The Tuesday keynote was presented remotely by Larry Johnson from the NMC Horizon Project and was shared across the Internet with the SXSWEdu conference down the road in Austin and the COSN conference in New York. The focus of the presentation was on rapidly changing technologies, the Horizon Report, and implications for higher education. Mobile computing and tablets are the near horizon focus for 2012 and represent trends that we need to accommodate in planning for revisions to courses and programs.
I managed to attend several parallel sessions through the day. They addressed topics including using TPACK to analyse teachers’ task design in a Swedish 1:1 setting, evaluation of a 2 year PD project in Nevada, extreme learning (including adventure learning), digital storytelling, idea videos, and authentic learning in instructional design (presented by my former doctoral student, Jay Wilson). The take home lessons were about variety and creativity in the ways that teacher educators and their students are working to build capabilities for learning and teaching with ICT. There is clearly no single solution but many different tools can be used to achieve useful outcomes.

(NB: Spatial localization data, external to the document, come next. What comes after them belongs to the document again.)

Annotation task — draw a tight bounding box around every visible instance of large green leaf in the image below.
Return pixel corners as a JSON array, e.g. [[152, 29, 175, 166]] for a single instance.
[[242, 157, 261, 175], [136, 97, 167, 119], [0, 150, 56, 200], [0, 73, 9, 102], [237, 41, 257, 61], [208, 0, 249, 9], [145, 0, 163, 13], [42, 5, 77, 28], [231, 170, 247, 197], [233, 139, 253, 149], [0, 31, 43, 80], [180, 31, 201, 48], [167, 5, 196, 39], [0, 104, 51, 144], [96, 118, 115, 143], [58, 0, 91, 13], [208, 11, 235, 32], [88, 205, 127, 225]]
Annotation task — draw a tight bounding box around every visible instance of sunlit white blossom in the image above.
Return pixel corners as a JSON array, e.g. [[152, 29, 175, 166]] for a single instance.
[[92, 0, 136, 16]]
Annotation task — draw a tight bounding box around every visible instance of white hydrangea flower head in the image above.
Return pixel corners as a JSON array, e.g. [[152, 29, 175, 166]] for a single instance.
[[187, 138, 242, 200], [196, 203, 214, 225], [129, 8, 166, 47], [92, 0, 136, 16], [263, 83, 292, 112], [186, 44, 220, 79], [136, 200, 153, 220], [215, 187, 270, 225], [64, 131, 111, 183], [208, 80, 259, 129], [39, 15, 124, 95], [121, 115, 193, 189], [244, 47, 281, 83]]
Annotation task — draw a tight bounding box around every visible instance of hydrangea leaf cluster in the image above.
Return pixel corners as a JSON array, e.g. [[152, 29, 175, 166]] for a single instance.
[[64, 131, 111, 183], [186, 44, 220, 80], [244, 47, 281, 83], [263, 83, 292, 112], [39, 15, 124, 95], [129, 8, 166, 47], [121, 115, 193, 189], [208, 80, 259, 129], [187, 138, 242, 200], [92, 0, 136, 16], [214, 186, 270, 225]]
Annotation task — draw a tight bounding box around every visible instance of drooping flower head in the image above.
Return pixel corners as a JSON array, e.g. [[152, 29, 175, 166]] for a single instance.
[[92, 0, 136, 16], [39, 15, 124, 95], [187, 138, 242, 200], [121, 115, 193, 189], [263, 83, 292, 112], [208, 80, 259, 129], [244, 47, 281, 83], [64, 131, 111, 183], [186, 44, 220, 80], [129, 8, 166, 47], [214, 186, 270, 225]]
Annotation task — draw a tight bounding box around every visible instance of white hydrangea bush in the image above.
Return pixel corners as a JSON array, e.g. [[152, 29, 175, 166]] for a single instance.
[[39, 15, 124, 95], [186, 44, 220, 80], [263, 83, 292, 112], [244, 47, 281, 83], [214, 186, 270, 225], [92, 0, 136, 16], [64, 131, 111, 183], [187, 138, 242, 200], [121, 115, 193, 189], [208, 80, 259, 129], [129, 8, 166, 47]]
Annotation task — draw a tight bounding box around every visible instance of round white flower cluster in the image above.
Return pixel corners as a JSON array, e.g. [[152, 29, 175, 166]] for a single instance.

Two hours of the afternoon were devoted to presentation of our symposium with 4 papers about different aspects of the Teaching Teachers for the Future project. The symposium was organised by Chris Campbell from University of Queensland and other presenters included Matthew Kearney (UTS), and Jason Zagami (Griffith). Jason presented over Skype. My contribution to the symposium considered redesign of EDP4130 Technology Curriculum and Pedagogy to make TPACK and ICT integration more explicit.
The SITE welcome reception from 6:30 – 7:30 pm was followed by the Leadership Summit dinner from 7:30 – 9:30 pm. After 14 hours of conference it was time to call it a day.